I’ve played a few other MMOs (World of Warcraft, Warhammer Online, Runes of Magic and of course still play EverQuest 2) and given the trend of games to put in quest hubs for PvE content, I really don’t see other MMOs putting in time limits as a standard feature for quests. Think about it. How many players just want to go into a village, collect every quest possible (without reading any annoying quest text), and then go out into the countryside killing and pillaging? Or should I ask, how many players in a standard fantasy MMO want to follow one storyline at a time?

Now, I’m not saying that other games don’t use timed quests as a mechanic. Using EverQuest 2 as an example, I’ve done quests involving griffin eggs that I’ve had to deliver to griffin masters before they hatch in order to use flight paths in the Thundering Steppes and Nekulos Forest and done hundreds of timed tradeskill writs. In Warhammer Online, the public quest system uses timers in which to complete each segment of the quest in order to advance to the next. But I don’t recall taking faction hits for failing to finish a quest. The worst that happens is that you have to start the quest over.

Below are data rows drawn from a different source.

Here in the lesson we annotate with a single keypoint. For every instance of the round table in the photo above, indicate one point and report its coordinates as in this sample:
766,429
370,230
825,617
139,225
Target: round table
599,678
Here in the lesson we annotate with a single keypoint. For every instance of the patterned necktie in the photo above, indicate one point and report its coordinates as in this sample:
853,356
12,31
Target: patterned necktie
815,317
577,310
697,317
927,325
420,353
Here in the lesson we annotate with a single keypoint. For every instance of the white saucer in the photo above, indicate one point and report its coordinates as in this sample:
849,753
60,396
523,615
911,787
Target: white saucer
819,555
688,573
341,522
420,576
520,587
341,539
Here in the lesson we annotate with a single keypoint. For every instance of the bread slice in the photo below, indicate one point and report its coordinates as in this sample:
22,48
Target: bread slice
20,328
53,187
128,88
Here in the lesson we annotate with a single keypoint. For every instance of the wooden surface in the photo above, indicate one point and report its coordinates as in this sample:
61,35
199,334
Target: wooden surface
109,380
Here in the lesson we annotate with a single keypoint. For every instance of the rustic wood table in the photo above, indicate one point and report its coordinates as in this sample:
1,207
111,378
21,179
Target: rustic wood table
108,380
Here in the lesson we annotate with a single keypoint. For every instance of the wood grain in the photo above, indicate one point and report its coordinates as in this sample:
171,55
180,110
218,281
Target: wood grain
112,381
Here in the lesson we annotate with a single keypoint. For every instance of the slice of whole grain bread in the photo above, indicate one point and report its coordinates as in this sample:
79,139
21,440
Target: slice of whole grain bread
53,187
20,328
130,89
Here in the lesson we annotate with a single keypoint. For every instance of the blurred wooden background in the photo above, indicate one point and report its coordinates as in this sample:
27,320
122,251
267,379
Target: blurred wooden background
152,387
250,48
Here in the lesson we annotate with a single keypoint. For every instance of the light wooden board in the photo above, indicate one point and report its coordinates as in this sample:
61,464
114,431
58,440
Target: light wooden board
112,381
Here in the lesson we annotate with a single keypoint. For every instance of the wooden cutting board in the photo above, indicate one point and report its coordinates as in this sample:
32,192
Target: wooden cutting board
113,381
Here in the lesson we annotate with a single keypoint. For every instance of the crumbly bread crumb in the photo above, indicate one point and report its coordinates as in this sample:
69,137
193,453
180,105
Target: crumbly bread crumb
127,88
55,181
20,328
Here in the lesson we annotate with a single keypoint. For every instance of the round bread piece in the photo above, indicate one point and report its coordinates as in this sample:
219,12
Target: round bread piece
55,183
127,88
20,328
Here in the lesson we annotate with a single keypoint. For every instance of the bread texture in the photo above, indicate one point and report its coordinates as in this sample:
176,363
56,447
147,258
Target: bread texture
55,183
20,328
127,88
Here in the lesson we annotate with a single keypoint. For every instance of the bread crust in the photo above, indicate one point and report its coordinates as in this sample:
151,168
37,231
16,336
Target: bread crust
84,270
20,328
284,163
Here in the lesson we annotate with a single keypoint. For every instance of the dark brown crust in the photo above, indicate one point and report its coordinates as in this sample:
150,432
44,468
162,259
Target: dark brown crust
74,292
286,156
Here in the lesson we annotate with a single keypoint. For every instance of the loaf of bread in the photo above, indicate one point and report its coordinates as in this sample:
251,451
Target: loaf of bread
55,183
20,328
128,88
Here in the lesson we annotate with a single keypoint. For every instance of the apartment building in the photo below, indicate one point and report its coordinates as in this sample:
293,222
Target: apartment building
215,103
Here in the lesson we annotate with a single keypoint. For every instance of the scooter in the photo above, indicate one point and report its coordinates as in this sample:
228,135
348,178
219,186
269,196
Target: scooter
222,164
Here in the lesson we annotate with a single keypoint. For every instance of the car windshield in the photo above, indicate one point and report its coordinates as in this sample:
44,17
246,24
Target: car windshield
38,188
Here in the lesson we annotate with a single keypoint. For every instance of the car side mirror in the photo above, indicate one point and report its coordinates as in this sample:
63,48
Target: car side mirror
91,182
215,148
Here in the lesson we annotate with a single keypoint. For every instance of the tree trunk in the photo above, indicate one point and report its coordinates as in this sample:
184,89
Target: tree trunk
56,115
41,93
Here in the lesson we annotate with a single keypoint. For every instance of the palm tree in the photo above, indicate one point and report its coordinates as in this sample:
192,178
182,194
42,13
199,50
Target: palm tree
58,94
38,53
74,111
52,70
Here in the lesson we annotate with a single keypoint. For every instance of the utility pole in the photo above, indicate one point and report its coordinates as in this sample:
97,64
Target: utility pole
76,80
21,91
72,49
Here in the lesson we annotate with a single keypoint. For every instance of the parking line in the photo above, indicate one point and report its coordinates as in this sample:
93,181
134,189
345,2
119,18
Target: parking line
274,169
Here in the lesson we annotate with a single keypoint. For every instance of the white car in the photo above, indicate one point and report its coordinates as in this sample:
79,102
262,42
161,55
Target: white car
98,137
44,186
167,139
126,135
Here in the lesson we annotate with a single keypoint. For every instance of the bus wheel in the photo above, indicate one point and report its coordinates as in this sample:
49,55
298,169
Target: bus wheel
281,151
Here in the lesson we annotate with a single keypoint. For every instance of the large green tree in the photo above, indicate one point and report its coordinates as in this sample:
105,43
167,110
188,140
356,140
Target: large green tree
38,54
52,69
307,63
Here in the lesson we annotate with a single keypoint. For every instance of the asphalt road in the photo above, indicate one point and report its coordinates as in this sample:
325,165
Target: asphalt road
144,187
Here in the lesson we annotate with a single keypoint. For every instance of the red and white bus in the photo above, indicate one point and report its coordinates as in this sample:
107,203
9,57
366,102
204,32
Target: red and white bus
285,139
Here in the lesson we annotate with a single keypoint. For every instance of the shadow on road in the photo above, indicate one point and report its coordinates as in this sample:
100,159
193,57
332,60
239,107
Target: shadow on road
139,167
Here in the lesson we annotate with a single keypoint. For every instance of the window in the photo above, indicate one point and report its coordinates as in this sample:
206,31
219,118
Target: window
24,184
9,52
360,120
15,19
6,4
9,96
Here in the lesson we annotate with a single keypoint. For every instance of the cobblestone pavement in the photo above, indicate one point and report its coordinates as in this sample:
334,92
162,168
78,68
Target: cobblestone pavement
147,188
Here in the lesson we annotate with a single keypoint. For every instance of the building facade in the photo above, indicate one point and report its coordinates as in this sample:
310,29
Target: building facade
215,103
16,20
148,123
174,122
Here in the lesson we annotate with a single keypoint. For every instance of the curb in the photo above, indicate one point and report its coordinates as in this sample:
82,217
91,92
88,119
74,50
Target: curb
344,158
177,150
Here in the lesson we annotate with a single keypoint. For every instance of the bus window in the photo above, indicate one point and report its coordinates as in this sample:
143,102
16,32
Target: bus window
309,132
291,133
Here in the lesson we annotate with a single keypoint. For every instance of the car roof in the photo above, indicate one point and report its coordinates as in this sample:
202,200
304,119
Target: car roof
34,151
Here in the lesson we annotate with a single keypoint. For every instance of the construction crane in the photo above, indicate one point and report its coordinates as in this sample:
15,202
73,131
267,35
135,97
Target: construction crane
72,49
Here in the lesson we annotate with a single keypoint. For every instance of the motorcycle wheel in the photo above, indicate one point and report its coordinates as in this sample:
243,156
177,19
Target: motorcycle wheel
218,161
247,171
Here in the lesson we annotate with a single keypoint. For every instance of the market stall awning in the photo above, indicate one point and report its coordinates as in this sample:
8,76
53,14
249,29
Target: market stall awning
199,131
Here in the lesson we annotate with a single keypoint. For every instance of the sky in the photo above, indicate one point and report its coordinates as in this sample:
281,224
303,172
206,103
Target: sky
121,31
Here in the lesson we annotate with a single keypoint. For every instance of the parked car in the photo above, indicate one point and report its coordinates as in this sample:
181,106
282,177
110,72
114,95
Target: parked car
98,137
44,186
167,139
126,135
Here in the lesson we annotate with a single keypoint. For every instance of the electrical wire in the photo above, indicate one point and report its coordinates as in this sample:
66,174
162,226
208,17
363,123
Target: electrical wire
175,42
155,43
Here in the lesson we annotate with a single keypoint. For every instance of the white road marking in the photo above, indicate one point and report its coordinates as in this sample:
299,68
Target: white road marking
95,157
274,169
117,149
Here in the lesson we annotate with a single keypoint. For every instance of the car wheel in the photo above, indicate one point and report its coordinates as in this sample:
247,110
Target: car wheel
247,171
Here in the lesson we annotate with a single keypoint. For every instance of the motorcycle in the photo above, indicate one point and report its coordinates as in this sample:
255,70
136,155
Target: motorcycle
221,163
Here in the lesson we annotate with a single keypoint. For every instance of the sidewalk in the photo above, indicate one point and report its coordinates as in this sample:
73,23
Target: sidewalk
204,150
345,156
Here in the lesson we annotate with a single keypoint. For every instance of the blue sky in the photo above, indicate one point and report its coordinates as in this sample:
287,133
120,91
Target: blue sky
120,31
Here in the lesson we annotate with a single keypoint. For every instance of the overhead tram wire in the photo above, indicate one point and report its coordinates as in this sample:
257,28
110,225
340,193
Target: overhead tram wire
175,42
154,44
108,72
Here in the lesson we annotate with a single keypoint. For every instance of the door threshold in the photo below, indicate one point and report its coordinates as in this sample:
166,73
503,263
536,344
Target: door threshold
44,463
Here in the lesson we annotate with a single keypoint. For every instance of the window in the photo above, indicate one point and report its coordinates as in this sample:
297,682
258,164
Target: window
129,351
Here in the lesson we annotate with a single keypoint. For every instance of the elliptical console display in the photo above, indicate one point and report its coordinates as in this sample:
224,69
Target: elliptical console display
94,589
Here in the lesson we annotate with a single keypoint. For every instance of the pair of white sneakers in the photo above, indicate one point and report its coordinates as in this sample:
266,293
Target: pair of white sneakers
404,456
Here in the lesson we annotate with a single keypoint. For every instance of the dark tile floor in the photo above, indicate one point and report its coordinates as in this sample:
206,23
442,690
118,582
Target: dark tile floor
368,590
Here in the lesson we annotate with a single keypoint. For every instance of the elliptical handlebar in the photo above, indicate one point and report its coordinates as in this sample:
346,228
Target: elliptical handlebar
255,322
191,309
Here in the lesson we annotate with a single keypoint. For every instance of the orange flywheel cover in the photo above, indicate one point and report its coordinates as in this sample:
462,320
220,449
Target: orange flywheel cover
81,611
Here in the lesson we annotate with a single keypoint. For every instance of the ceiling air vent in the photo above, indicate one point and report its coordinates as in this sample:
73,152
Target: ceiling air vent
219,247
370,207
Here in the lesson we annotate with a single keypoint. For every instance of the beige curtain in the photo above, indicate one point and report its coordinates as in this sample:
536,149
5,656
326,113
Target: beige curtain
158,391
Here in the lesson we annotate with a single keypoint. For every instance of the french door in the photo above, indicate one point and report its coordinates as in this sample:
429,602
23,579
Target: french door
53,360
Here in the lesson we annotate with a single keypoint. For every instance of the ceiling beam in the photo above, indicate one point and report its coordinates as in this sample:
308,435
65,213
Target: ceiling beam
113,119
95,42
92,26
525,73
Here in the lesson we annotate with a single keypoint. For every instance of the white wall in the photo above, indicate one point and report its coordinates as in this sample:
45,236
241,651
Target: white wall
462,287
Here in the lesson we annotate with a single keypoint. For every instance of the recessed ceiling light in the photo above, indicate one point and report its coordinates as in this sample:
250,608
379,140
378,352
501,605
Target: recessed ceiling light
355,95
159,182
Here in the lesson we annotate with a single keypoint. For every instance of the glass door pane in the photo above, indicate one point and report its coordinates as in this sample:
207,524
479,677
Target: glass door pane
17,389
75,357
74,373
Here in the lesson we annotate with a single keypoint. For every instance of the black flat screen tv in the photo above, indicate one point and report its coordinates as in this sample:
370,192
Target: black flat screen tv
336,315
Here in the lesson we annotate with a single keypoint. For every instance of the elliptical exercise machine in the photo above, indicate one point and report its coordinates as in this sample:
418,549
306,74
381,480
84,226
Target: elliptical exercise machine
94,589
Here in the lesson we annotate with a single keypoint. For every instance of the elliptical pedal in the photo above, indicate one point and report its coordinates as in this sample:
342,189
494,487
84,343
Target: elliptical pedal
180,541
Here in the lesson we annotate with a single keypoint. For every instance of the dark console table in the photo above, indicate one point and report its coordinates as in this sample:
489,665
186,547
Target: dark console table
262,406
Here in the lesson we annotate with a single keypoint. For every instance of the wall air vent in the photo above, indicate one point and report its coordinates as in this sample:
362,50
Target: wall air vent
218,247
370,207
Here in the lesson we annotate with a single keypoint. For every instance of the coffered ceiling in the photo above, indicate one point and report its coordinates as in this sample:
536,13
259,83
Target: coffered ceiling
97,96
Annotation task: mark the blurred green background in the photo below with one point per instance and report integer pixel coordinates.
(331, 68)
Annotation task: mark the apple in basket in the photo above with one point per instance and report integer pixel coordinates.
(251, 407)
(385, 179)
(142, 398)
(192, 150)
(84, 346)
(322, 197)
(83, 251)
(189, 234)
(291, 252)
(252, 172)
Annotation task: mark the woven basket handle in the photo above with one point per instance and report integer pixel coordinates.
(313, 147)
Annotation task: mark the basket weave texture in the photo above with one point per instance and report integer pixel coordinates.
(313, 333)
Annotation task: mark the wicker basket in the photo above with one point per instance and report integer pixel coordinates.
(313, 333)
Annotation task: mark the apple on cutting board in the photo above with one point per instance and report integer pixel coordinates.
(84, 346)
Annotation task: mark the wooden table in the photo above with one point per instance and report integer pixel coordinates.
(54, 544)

While CCP’s carrot and stick approach to mission running is important, time plays another factor. Unlike other games, Eve’s missions can take a long time to run. Over the past weekend, I finished a tier 1 mission arc and the last two missions took me two hours each to finish when you include the time I took to salvage the ships I killed. And for me, the time I took to salvage the ships was worthwhile. The parts I received were worth over 1 million isk. With Eve, I’m finding that engaging in long periods of adventure does not require taking more than one mission at a time.

I shouldn’t denigrate the quest hub system too much. World of Warcraft led the way in giving players who only have 30 minutes or so to play content in the form of quick quests to perform so they could feel like they accomplished something. Part of the reason that players like quest hubs is that they don’t like having to run back and forth all the time. They want to stay out in the wilds adventuring. Considering that a lot of nights I only have an hour or less to play, I really appreciate not having to waste half my time running back and forth to quest givers. But I also feel that a system that encourages picking up and completing a quest to kill ten rats in town when I’m supposed to be delivering an important message to town B breaks the immersion and story-telling of a game. Doing something like that just doesn’t make sense. Perhaps I’m just too linear in my thinking but not disciplined enough to follow quest lines one at a time since developers have made doing multiple quest lines simultaneously so convenient.

I’m finding that while I started playing Eve to play the economic game, I’m enjoying myself doing the PvE content also. When I’m doing a mission arc, I only want to do one at a time. I really like following stories and the mission arcs give me just enough story in the description to make the story entertaining as well. A discovery I’m finding surprising considering Eve’s reputation for PvP combat in 0.0 space, but CCP’s developers seem to excel in time management. I may not be able to run missions during the week, but with CCP’s carrot and stick approach to missions, I’m not going to wind up with a journal full of uncompleted quests either.